In view of this conclusion, it was unnecessary for the judge to rule on the alternative application by Clearlake for an ASI restraining owners’ tortious claim against Gunvor in the Singapore proceedings, as being in breach of the exclusive jurisdiction clause in the Clearlake Charter.
Application by Clearlake to restrain claims against Gunvor
The judge considered that because Gunvor was not mentioned in the jurisdiction clause, it did not extend to claims against Gunvor. However, the judge accepted that there were five factors that potentially could outweigh that:
- The tort claim against Gunvor might be said to constitute “a dispute arising out of the [Clearlake] charter”.
- There was nothing in the Clearlake Charter that indicated that it did not apply to Owners’ claims against Gunvor.
- There was a close relationship between Clearlake and Gunvor.
- The fact that, had Owners persisted with bringing their tort claim against Clearlake jointly with Gunvor, that claim would likely have been caught by the exclusive jurisdiction clause and it ought not to make any difference that Gunvor alone was now being sued in tort.
- Clearlake had a genuine interest in restraining the tort claim against Gunvor (not least because they might face an indemnity or contribution claim by Gunvor as joint tortfeasor were Gunvor to be found liable to Owners in Singapore).
While accepting the principle that party A may in appropriate circumstances invoke an exclusive jurisdiction agreement with party B to restrain claims by B against C, the judge declined to express any opinion as to whether grounds for such relief had been made out. However, the judge considered the applicable principles in some detail, and the decision represents an important contribution to the law in this area.

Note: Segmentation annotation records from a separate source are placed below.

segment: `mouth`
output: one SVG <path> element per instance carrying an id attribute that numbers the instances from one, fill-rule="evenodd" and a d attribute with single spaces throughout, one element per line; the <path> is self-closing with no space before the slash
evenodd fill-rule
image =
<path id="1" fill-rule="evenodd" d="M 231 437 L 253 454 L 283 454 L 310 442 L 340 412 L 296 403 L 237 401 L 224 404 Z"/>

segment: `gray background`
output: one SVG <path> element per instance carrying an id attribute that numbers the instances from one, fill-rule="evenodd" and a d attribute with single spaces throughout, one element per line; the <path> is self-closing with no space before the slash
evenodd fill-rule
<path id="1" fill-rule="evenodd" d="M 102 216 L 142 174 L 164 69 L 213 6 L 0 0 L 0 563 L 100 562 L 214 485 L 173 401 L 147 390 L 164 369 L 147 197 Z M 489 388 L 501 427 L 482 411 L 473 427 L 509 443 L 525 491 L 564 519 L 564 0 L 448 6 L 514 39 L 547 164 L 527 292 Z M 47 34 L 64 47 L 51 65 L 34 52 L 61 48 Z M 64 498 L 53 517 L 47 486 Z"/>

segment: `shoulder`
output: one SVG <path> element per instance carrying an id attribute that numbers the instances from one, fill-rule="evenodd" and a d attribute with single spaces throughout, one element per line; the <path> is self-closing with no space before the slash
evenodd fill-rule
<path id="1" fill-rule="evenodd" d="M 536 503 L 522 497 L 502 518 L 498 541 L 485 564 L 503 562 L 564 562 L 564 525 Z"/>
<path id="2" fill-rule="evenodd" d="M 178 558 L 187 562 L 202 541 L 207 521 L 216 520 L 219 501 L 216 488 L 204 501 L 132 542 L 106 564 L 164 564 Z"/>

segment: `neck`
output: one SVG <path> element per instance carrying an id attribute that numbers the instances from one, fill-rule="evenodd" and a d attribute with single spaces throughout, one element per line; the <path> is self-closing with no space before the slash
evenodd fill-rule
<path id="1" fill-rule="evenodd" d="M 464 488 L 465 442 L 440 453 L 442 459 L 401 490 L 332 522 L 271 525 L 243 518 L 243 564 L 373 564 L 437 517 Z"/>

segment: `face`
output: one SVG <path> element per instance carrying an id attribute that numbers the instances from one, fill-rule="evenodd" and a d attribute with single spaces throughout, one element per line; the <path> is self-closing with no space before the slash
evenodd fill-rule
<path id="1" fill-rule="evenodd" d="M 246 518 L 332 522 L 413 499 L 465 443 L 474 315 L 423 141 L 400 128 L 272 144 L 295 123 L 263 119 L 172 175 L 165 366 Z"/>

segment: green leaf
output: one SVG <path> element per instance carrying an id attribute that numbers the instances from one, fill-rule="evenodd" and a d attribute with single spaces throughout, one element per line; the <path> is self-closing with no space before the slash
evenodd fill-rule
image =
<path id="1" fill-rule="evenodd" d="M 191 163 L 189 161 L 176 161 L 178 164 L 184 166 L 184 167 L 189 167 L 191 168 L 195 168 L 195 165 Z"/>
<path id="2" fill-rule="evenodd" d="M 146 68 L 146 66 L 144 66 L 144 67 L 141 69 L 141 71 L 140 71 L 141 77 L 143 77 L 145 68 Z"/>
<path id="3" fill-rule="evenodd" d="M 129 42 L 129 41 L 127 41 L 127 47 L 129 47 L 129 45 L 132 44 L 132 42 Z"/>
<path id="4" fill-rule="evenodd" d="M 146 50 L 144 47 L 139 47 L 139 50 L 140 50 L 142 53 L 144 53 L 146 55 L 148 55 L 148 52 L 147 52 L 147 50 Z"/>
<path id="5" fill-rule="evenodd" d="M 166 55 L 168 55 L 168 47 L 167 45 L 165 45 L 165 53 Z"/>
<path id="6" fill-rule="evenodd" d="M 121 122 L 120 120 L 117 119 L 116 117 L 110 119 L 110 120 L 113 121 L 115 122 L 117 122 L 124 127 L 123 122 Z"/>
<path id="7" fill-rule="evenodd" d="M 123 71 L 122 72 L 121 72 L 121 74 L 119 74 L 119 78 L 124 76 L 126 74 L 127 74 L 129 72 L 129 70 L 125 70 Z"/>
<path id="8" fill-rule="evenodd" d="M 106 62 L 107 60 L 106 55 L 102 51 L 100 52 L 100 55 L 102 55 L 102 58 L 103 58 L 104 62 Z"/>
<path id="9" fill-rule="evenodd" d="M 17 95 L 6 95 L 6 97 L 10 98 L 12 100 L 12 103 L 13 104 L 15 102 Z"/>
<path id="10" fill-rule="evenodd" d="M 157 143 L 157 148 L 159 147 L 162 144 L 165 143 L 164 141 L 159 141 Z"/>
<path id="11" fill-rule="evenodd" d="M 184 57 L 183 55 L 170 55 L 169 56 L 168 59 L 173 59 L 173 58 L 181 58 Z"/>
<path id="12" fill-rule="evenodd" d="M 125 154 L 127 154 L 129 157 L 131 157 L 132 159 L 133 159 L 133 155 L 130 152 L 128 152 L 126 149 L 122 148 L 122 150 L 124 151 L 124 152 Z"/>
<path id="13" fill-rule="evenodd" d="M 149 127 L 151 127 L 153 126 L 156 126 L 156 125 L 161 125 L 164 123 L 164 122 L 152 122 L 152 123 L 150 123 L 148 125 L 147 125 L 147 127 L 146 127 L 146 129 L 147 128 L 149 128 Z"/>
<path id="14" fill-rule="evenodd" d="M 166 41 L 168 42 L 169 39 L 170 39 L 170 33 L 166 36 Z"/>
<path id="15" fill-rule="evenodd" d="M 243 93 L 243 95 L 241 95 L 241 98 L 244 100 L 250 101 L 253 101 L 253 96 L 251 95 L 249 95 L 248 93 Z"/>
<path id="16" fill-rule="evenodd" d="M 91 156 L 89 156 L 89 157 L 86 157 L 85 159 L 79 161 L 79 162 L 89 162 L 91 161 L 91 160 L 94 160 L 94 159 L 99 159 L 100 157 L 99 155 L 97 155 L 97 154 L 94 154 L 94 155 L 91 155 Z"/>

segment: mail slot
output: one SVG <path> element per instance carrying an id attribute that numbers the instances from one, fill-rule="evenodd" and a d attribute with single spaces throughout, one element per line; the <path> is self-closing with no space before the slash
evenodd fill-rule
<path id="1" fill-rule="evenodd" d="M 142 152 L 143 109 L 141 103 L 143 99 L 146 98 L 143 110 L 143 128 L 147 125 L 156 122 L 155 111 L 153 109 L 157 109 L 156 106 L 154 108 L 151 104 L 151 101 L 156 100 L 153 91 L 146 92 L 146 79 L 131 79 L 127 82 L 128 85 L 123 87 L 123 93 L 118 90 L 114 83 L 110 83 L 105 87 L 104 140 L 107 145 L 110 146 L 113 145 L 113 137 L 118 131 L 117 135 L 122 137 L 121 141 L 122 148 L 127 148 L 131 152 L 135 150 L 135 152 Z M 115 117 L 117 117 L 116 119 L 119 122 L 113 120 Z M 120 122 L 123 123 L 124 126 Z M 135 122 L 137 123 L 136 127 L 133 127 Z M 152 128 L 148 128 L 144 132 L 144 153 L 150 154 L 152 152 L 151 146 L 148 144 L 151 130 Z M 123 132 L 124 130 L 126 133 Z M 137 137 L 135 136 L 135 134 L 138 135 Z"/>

The case serves as a useful reminder of the principles applicable to the granting of anti-suit injunctions and of the full scope of the court’s jurisdiction, extending as it does to granting injunctive relief to non-parties to jurisdiction agreements in appropriate circumstances. It also serves to illustrate that the courts are likely to be unsympathetic to the manipulation of claims in an attempt to circumvent jurisdiction agreements.